The Novel Dry Cow project aims to develop an innovative feed concept for transition cows with beneficial effects on health, mainly focusing on preventing (sub)clinical hypocalcaemia.
Health problems in dairy cattle often relate to disorders in the transition phase (dry period and periparturient phase). As a result, compromised animal wellbeing, early culling and decreased dairy cow lifespan are observed at a large number of dairy farms. High-yielding dairy cows on Dutch and Northern American farms are milked on average for less than three lactations, and most cows leave the farm before the age of 6 years (CRV, 2013; Hare et al., 2006).
Recent scientific literature and insights in metabolic health improvement indicate that especially some management measures in the close-up phase offer opportunities to decrease periparturient disorders and to improve a healthy lactation phase.
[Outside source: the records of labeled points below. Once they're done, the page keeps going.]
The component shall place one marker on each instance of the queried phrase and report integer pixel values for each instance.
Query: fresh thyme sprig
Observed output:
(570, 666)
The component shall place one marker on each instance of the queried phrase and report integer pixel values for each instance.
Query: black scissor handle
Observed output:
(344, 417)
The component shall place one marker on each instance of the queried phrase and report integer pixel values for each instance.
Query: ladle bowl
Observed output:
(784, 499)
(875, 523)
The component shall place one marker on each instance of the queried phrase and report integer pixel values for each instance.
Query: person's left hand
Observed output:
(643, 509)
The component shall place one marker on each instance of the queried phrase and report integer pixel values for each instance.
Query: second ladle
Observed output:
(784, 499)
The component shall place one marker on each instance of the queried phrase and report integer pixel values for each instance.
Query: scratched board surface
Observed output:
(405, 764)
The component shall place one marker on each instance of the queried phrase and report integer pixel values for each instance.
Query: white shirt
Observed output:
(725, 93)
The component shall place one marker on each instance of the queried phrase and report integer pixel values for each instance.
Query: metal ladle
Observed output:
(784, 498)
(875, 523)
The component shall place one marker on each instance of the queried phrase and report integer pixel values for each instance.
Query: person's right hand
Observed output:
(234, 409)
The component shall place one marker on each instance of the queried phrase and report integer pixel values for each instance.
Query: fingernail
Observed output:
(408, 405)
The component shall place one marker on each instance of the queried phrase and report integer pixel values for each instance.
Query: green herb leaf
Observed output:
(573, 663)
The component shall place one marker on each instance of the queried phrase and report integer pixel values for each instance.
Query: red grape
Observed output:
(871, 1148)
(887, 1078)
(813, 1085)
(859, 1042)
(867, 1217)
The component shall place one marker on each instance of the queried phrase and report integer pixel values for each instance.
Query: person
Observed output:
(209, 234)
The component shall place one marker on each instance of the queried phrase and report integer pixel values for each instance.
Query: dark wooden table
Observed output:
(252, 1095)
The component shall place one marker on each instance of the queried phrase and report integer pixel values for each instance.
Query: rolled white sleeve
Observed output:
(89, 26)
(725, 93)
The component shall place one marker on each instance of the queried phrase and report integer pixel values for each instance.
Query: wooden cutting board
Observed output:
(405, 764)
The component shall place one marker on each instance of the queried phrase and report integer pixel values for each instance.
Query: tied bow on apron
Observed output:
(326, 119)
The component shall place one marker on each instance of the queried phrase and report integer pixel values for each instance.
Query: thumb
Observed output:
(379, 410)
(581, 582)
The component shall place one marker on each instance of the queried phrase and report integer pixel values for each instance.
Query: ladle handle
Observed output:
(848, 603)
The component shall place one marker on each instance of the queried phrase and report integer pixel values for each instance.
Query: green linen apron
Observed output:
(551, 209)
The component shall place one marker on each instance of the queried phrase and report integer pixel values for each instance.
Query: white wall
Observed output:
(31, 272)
A pilot study by De Heus evaluated blood calcium, NEFA and BHBA on 7 dairy farms. The outcomes revealed substantial subclinical disease incidence rates. This study was executed on large, well-managed farms with optimal transition rations. Clinically, the disease incidence was low on these selected farms, but the blood values indicated subclinical problems with hypocalcaemia. Despite all the measurements taken at the management level and ration optimisation, there still is a serious need for improvement.
Novel Dry Cow concept
To prevent the risk of (sub)clinical hypocalcaemia, lowering DCAB in the close-up phase is a widely used strategy. However, using low DCAB diets itself will reduce dry matter intake prepartum, especially when anionic salts are used in high amounts. Due to the nature of the grass silage, a large amount of anionic salts is necessary to decrease the diet DCAB to a level that induces acidity of the urine. This eventually will increase urinary calcium excretion and restore the sensitivity of tissues to parathyroid hormone. In this study a new, very palatable source of anionic salts will be used. The product however has never been assessed in Europa, nor in grass silage based dry cows diets which are typical for many Dutch dairy farms. The product will be included in a compound feed, where energy, protein as well as methionine levels are optimized to prepare transition cows for the next lactation. In this study the source of anionic salts will be evaluated at the appropriate DCAB level that induces urinary calcium excretion, as well as the DCAB level that is reached in practice nowadays. As a control a low energy prepartum diet will be used.